Mi ero dimenticato chi ero: uno che correva, per gioia, ah
quanto correva, e per paura, sulle spiagge deserte e infuocate di
un paese che non si può nominare, di fronte a un mare che non si
sa più raccontare; correva e correva perché alto e leggero,
perché sul collo gli alitò una storia, e un destino, mentre
incendiavano i cieli le bombe della guerra fredda e la pelle bruciava come
scorza d’ulivo; così s’annunciò all’età moderna contemplando
dal dorso di un mulo e tra il latrare dei cani il volo radente dei caccia
americani.
Mi ero dimenticato chi ero: uno che non aveva radio né
televisione, uno che credeva ai film e ai libri che leggeva, e ci visse
nei viaggi di Ulisse e nelle pianure del West sospeso come Pinocchio nel
Paese dei balocchi; forse per questo il mondo delle cose e le cose del
mondo sempre gli strinsero il core e qualcosa sempre mancò alla
felicità (e gliel’avevano detto che i libri fanno male!); uno che
dopo “Rocco e i suoi fratelli”, e dopo un terremoto, in Cinquecento
portato sull’Autostrada del Sole tra le nebbie dell’Appennino e di Bologna
entrò nel secolo e nella civiltà moderna.

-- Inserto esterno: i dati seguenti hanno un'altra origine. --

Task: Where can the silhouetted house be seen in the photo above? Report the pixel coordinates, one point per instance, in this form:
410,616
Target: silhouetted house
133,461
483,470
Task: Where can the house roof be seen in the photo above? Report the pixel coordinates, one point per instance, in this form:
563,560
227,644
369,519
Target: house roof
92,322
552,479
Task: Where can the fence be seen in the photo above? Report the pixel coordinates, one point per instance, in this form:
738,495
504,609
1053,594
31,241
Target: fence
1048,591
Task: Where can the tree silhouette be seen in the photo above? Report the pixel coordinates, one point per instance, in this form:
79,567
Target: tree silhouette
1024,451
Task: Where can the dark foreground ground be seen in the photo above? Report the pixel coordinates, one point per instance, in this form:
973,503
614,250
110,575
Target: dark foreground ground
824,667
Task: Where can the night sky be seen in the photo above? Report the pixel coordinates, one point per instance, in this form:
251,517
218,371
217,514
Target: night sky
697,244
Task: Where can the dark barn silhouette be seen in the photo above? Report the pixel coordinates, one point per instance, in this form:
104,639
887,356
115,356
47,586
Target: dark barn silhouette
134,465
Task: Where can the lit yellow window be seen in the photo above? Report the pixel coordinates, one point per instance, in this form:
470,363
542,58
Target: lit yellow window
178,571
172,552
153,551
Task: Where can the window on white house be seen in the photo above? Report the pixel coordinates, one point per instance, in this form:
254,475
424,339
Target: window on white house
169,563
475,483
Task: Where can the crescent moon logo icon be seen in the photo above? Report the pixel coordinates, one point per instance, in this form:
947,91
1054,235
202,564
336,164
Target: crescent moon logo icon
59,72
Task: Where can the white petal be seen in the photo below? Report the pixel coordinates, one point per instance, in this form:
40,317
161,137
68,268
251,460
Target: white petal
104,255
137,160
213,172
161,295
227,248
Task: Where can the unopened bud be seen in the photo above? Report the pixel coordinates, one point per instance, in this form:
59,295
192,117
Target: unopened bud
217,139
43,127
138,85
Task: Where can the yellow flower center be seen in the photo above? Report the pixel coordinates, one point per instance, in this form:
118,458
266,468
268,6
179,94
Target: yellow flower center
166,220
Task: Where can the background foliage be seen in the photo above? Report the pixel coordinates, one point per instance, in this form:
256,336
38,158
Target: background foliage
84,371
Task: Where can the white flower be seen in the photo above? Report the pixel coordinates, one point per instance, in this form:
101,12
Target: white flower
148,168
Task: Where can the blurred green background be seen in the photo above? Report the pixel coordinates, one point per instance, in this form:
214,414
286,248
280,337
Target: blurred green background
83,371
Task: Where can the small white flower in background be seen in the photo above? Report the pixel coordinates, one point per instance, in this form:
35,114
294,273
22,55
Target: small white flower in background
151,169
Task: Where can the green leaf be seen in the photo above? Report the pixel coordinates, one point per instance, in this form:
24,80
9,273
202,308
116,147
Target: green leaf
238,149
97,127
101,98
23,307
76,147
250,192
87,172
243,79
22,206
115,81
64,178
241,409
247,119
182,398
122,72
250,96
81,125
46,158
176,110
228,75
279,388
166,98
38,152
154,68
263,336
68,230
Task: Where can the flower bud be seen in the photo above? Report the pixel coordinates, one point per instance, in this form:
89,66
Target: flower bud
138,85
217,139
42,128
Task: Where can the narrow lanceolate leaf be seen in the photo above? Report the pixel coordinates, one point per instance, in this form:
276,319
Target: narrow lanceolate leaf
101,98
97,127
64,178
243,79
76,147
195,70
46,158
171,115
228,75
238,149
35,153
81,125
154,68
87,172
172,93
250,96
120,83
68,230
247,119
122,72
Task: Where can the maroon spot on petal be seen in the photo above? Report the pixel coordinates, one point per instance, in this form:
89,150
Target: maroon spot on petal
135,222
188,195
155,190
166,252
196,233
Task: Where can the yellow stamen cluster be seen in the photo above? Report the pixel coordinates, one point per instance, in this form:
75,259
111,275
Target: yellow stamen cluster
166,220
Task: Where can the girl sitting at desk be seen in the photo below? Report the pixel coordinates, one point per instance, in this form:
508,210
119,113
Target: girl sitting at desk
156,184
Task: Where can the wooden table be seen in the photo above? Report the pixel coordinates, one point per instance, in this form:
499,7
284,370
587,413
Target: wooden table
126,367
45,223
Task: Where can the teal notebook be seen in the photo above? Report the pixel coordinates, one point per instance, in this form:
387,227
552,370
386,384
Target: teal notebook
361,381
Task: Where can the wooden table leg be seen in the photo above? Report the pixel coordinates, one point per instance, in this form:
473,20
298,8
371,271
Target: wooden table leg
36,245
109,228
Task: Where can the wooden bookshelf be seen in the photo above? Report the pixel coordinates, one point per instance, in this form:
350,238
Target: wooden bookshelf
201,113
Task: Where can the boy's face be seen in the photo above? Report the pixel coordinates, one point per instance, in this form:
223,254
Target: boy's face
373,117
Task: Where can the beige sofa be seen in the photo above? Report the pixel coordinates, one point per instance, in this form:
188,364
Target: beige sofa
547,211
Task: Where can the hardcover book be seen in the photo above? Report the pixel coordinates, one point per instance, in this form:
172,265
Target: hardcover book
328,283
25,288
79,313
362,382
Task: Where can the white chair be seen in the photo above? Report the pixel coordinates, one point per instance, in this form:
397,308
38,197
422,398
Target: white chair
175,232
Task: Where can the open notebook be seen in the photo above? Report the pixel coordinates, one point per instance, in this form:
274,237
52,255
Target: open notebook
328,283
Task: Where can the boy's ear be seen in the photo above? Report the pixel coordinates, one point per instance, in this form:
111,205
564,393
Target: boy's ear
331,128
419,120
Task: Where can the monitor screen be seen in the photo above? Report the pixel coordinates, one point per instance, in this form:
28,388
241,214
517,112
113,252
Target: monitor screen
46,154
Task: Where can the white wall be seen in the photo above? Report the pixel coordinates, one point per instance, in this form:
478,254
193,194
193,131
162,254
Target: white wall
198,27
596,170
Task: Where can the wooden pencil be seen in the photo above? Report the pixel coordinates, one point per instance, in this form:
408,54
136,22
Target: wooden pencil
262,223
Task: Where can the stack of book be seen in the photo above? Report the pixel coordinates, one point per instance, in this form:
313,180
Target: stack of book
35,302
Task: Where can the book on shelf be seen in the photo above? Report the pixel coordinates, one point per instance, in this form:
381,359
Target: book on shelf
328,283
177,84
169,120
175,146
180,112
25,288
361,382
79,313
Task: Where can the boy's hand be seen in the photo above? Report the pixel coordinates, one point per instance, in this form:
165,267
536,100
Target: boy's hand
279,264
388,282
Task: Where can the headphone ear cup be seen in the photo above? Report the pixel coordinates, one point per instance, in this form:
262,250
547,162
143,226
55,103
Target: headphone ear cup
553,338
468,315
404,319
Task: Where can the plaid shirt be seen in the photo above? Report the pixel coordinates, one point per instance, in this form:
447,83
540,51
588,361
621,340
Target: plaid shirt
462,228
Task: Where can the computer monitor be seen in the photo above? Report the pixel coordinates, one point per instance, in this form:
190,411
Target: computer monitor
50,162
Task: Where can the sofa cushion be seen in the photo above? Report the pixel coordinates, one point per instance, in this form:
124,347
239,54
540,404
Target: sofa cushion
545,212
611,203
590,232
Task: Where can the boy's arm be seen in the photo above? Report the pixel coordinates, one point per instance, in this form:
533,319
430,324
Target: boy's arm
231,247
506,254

Mi ero dimenticato chi ero: uno che credette all’ordine del
mondo, uno piuttosto astratto (ma senza furore), uno che si lasciò
prendere dalle parole, che dissero innanzitutto la bellezza e l’armonia
e poi suonarono égalité e fraternité, mentre
giungevano le voci dell’Africa nera a dire in modo nuovo libertà
e zio Michele si ritirava dalle adunate e dai riti della società
raccontando di ebrei impiccati ai balconi di Danzica, della fine dell’innocenza
e della danza.
Mi ero dimenticato chi ero: uno che se ne andò
dal borgo di contadini e pecorai, non perché avesse la puzza al
naso, anzi sempre ci sguazzò nella terra e nel letame (prima che
si cantasse “nascono i fior”), ma perché teneva lontane dalle piazze
le ragazze, perché sapeva già il mondo grande e oscuro più
di quanto gli avessero insegnato e l’odore dei morti e la ferocia dei vivi,
per ogni morto ammazzato quante verità e nessuna pietà e
perché ormai con i suoi propri occhi si vedeva, non solo come ospite
o come figlio.
Mi ero dimenticato chi ero: uno che fu un campione della
volontà, esaltato dall’esantema dei giovani di quel tempo, la smania
di cambiare il mondo e gli uomini; uno contro il dominio delle merci, uno
che cercò e vide, con gli occhi dei molti, il migliore dei
mondi possibili.
Mi ero dimenticato chi ero: uno che avrebbe potuto
uccidere, per dovere di giustizia e per passione, perché la vita
è lotta e solo la forza conta; uno che non lo fece e poi non se
ne pentì, perché la morte lascia il segno sui vivi e il mezzo
impone la sua legge sul fine dell’azione, mentre il conflitto permane e
senza fine si riproduce; uno che conobbe il carnefice dentro di sé
e lo tenne a bada guardandolo negli occhi (erano occhi comuni, occhi di
ragazzini ignari del dolore) con in mente qualcosa di banale, di stupido
persino, che somiglia all’amore di figli e di ragazze.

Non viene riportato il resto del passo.